دانلود رایگان مقاله انگلیسی معماری رباتیک موبایلی واحدی برای شناسایی نواقص و تعمیر در تونل باریک اجزای مکانیک پرواز CFRP - الزویر 2019

ABSTRACT

Advanced composite structural components in aeronautics are characterized by very high production costs because of their dimensions, complex shapes and expensive forming equipment. For these components, such as horizontal stabilizers and wings, a defect occurrence is often critical because large part of inner surfaces, made of long and tapered narrow tunnels, are not reachable for repair operations. In these cases, the part is rejected with a relevant economic loss and high production costs. For this reason, aircraft constructors plan huge investments for defects avoidance during the forming processes of CFRP and to develop effective, robust and reliable repair tools and methods. Mobile robotics can play an important role, with specific systems capable of moving into narrow channels of wings structures (i.e. multi spar boxes) and repair it in accordance to technical standards. This paper describes an innovative mobile robot architecture for bonded repair scarfing operations on CFRP components.
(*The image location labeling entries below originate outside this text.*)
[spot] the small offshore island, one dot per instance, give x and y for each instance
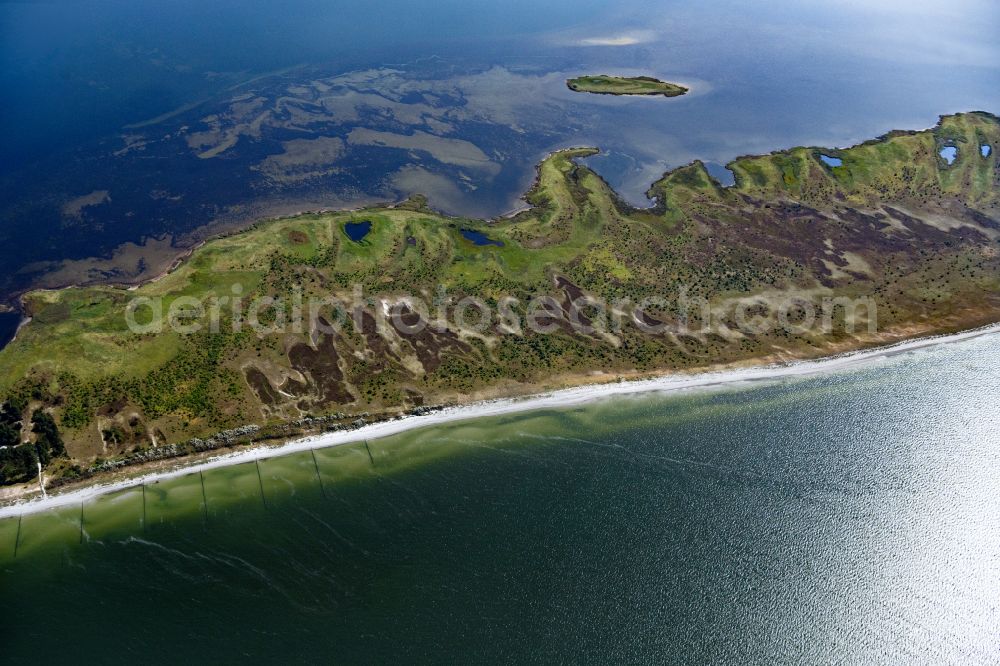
(889, 221)
(604, 84)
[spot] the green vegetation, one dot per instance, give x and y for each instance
(625, 85)
(892, 224)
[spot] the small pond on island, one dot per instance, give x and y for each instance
(479, 238)
(357, 230)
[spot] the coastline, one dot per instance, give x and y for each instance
(559, 398)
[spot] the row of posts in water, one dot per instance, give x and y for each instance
(204, 497)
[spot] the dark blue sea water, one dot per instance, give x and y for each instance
(125, 121)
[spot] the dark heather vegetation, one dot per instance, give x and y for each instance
(892, 221)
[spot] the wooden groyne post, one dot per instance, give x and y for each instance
(204, 500)
(318, 477)
(261, 482)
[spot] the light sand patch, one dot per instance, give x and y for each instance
(74, 207)
(444, 150)
(302, 159)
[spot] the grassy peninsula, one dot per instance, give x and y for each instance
(891, 222)
(625, 85)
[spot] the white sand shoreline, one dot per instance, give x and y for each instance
(499, 407)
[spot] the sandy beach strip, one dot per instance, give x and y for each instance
(561, 398)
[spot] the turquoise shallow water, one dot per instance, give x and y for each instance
(850, 516)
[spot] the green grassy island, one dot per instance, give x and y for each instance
(625, 85)
(888, 220)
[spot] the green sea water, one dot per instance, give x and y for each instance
(847, 517)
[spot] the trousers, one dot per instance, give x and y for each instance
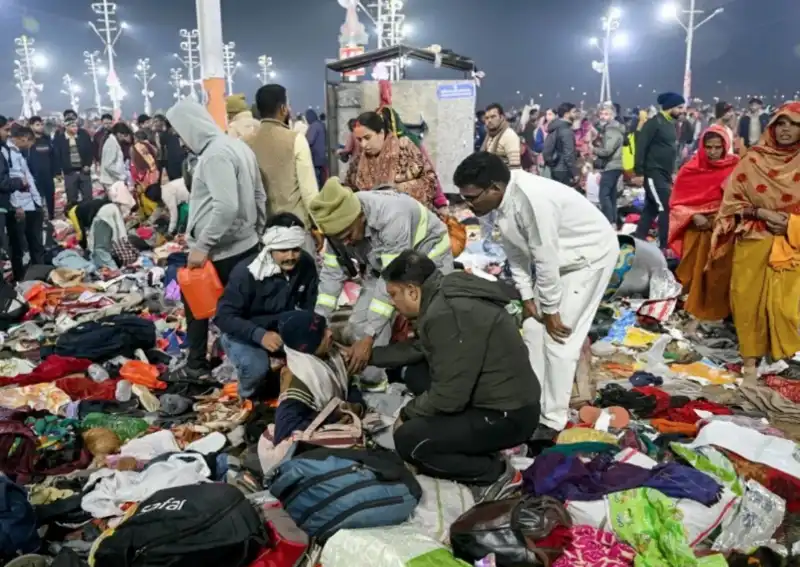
(556, 363)
(657, 190)
(465, 447)
(252, 368)
(28, 230)
(608, 194)
(78, 186)
(197, 329)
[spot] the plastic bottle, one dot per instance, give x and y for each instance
(123, 391)
(98, 373)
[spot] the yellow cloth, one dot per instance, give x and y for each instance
(236, 103)
(785, 252)
(701, 370)
(335, 207)
(708, 299)
(585, 435)
(764, 302)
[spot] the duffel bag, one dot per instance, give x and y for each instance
(325, 490)
(106, 338)
(199, 525)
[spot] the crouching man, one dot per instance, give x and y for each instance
(483, 395)
(573, 249)
(278, 280)
(373, 228)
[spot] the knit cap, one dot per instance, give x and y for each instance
(236, 103)
(670, 100)
(335, 207)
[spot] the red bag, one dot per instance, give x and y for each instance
(201, 289)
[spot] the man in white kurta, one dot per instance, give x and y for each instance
(561, 251)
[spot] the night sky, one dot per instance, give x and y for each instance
(531, 46)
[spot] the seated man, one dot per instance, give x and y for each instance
(281, 278)
(573, 249)
(373, 227)
(483, 395)
(172, 197)
(314, 374)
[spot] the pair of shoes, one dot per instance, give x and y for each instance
(504, 487)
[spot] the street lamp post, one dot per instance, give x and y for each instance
(265, 71)
(673, 11)
(92, 60)
(610, 23)
(190, 46)
(230, 64)
(109, 33)
(71, 89)
(145, 77)
(177, 82)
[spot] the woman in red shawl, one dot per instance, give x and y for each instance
(696, 198)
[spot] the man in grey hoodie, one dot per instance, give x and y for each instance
(609, 160)
(227, 210)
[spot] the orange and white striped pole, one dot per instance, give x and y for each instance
(212, 71)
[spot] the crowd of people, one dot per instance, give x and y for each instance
(255, 203)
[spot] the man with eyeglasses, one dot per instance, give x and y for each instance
(573, 250)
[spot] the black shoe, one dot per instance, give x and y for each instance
(504, 487)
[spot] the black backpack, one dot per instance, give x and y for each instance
(107, 338)
(200, 525)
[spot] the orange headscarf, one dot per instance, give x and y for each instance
(698, 187)
(767, 177)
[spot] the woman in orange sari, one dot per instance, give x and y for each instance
(386, 159)
(760, 220)
(144, 172)
(695, 201)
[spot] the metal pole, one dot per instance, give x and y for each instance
(687, 74)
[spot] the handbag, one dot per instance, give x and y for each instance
(510, 529)
(334, 436)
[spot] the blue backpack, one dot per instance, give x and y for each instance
(325, 490)
(17, 521)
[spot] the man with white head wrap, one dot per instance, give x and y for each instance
(280, 279)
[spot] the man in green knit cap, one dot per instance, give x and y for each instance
(374, 228)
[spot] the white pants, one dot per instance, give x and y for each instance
(555, 363)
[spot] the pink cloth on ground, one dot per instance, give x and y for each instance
(591, 547)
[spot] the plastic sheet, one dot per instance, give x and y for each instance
(758, 517)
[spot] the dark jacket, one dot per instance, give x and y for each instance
(559, 147)
(316, 139)
(8, 184)
(85, 149)
(609, 149)
(472, 345)
(98, 139)
(744, 126)
(42, 161)
(172, 154)
(249, 308)
(657, 148)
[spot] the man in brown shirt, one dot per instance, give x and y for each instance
(501, 139)
(284, 157)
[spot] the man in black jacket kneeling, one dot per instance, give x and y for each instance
(483, 395)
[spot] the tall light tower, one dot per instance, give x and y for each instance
(190, 48)
(108, 31)
(611, 38)
(265, 71)
(95, 70)
(145, 77)
(71, 89)
(177, 82)
(230, 64)
(675, 12)
(25, 66)
(389, 21)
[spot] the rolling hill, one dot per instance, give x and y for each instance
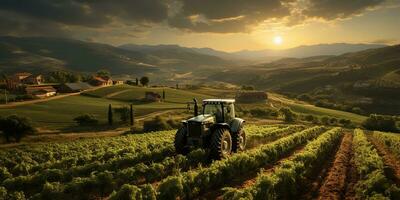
(367, 79)
(41, 54)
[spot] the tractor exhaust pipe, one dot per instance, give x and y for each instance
(196, 107)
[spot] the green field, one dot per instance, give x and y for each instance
(59, 113)
(304, 108)
(132, 93)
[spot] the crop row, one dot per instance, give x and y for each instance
(287, 178)
(372, 184)
(191, 184)
(125, 170)
(390, 140)
(18, 162)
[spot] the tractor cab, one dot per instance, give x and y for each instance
(216, 128)
(222, 109)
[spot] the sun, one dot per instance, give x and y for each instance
(278, 40)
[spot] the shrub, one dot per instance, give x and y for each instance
(158, 124)
(123, 112)
(16, 127)
(86, 120)
(267, 112)
(325, 120)
(289, 115)
(381, 123)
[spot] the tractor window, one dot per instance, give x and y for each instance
(229, 111)
(213, 109)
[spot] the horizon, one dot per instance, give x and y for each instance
(222, 25)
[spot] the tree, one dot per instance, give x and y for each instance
(124, 113)
(110, 117)
(103, 73)
(86, 120)
(16, 127)
(144, 80)
(381, 123)
(132, 116)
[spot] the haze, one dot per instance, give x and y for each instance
(223, 24)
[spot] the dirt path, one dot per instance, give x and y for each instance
(117, 93)
(249, 179)
(351, 178)
(392, 164)
(334, 185)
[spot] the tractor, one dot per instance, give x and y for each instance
(217, 129)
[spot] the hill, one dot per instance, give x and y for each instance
(306, 51)
(366, 79)
(41, 54)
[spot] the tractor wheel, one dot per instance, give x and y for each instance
(239, 141)
(180, 141)
(221, 144)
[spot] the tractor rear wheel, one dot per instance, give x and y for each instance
(221, 143)
(180, 141)
(239, 141)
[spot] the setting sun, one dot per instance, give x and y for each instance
(278, 40)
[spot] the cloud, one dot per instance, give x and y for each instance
(224, 16)
(93, 13)
(111, 18)
(338, 9)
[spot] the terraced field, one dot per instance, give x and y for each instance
(280, 162)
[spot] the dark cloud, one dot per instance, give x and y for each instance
(99, 18)
(226, 15)
(338, 9)
(93, 13)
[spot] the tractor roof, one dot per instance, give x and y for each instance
(219, 101)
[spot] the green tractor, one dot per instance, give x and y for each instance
(216, 129)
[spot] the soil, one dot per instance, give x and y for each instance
(334, 186)
(392, 164)
(250, 178)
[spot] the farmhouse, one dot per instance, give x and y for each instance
(152, 96)
(32, 80)
(18, 80)
(99, 81)
(40, 91)
(74, 87)
(118, 82)
(251, 97)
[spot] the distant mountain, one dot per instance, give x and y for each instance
(180, 56)
(41, 54)
(368, 79)
(247, 56)
(306, 51)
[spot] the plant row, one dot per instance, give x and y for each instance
(286, 180)
(390, 140)
(190, 184)
(372, 184)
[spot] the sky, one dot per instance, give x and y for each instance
(228, 25)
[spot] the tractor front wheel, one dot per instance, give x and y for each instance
(180, 141)
(221, 144)
(239, 141)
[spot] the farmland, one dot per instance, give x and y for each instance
(59, 113)
(280, 162)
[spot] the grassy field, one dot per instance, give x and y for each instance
(304, 108)
(59, 114)
(132, 93)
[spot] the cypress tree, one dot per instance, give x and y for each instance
(131, 116)
(110, 116)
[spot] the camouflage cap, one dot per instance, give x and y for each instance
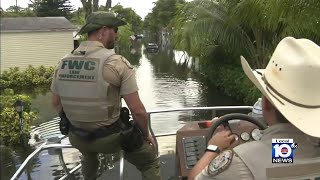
(101, 18)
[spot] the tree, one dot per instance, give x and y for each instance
(161, 17)
(43, 8)
(90, 6)
(251, 28)
(130, 16)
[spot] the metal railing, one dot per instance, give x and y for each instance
(46, 146)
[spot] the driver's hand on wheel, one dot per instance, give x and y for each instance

Targeting and responding to the demanding machining requirements, the functional-oriented design approach clearly highlights the advantages of a modular robotic solution. The mobile robotic architecture can be also applied in other fields with similar challenging manufacturing operations for further inspection, detection and machining operations.

8. Conclusions

In the present work, the issue of repairing internal damages or manufacturing defects affecting a specific group of aeronautical components is addressed. The topic is particularly relevant, due to the lack of existing solutions: manual scarfing and application of repair plies, indeed, cannot be performed in the majority of the cases, due to the inaccessibility of the defected zone. A semi-autonomous scarfing mobile system concept is proposed, and its feasibility is demonstrated. A mobile robotic system aimed to such machining operations must be capable of the required performance complying with the challenging geometrical and technological constraints. Due to this, several existing robotic solutions for demanding applications in confined spaces have been analyzed, and the most suitable strategies (i.e. the implementation of pushers for spatial stability inside tunnels) are taken into account. With these hypotheses, starting with the definition of all system requirements and aiming to an optimized solution, the present study is based on a task-oriented approach. The proposed concept is composed by a multi-purpose mobile modular architecture (Rover and Semi-trailer), two interchangeable tools (Scarfing and Cleaning Forearms), and an articulated interface to equip them with the necessary mobility (Arm). The rover module is ready to host a specifically designed structured-light 3D scanner and a “Ply Application Forearm” would complete the robotic set to perform all the on-site operations. A control strategy is proposed to match two main requirements: 1) automatize some stages of the repair process (3D geometry reconstruction, positioning, toolpath calculation, scarfing, solvent deposition, etc.); 2) allow expert operators to supervise and monitor the operation and meet the required quality of the repair. In the Discussion section, some critical aspects are deepened, validating the concept design: compliance of the architecture with the requirements, machining functionalities and design of the Arm. This study represents a step towards the automated repairing of internal inaccessible zones of aircraft components, proposing a novel solution based on a mobile robotic system.